Although not a proponent of any "multiverse" in spacetime, Penrose's Conformal Cyclic Cosmology (developed in 2010) provided for past- and future-eternality through separation of the "aeons" of a true universe by "timeless" intervals, within each of which all matter would've previously evaporated into energy:  During the periods between aeons, the lack of rest mass would've prevented the formation or construction of any form of natural or artificial clock.  This facilitated acceptance of his "Weyl Curvature Hypothesis", which preserves angles but not lengths in dynamic applications of geometry, and consequently might, without possibility of observational contradiction, provide for the thermodynamic equilibrium of one aeon to become the "Big Bang" of the next:  If the usual assumption that the BB was subsequently (and very rapidly) expanded throughout our observable region (and, hypothetically, extremely far beyond it) can be accepted for  its simplification of baryogenesis and other advantages over the Steady State Theory which had preceded it, Penrose's enhancement of the Big Bang Theory is hard to resist.
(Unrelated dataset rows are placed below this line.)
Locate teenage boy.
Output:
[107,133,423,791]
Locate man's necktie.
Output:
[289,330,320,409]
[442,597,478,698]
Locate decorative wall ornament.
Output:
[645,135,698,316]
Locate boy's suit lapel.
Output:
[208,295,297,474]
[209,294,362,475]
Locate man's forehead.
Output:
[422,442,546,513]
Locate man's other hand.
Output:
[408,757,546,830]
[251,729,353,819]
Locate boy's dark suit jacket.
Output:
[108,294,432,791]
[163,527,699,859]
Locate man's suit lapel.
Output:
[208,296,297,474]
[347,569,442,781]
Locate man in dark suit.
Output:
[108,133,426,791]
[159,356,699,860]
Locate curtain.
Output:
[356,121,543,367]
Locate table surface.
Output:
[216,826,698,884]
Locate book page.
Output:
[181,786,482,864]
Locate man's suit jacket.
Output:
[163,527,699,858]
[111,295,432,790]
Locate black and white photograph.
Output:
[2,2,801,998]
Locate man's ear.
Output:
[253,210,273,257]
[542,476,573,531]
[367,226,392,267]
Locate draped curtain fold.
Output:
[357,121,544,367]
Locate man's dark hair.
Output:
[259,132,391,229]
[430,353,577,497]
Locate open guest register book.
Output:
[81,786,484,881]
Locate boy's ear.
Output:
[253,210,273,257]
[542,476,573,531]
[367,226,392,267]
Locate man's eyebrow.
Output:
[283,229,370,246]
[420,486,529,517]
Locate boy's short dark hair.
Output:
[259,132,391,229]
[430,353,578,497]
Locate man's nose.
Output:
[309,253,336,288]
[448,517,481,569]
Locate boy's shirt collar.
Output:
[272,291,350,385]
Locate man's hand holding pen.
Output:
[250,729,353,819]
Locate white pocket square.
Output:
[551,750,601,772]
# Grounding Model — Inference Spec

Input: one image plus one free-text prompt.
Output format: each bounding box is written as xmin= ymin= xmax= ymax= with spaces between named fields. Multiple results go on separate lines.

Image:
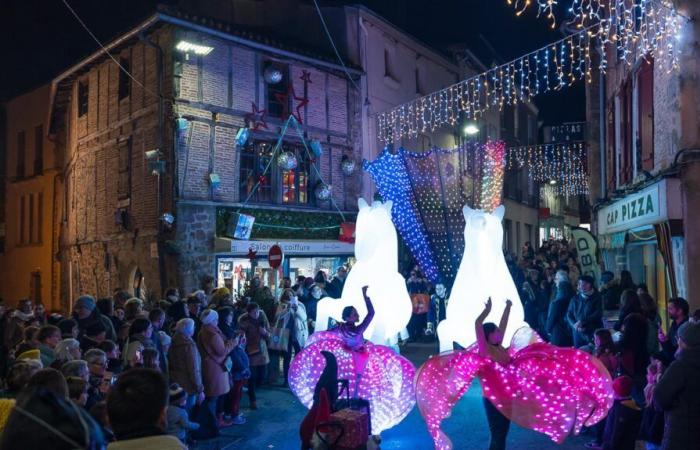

Its own observational proof, described in a collaboration of Penrose with Meissener, An, and other noted physicists, lies in several spots of "significantly raised temperature" in the Cosmic Microwave Background radiation:  These spots have been convincingly interpreted by that collaboration as representing Hawking Radiation of the aeon preceding our own.  The final version of their paper was released shortly before the Nobel Committee's award, which was officially based on Penrose's work (much of it in collaboration with Hawking) on the nature of black holes.  (Black holes are not at all hypothetical:  The existence of more than 90, initiated within the gravitational collapse of large rotating stars, has been inferred from the elliptical orbits still followed by their former partners in binary pairs, and the formation of an especially large one by a somewhat different process--the collapse of a large amount of interstellar "dust", in Sagitarrius A--was recorded astronomically only a few years ago.)
Penrose was awarded a Nobel Prize in physics in 2020 for his work on black holes, shortly after revision of his collaboration's work.
A: The Big Bang hypothesis is just the inflation of something that is already there.There has to be something to inflate for the big bang to happen. So if the Big Bang were true, there would have to be something there before it happened.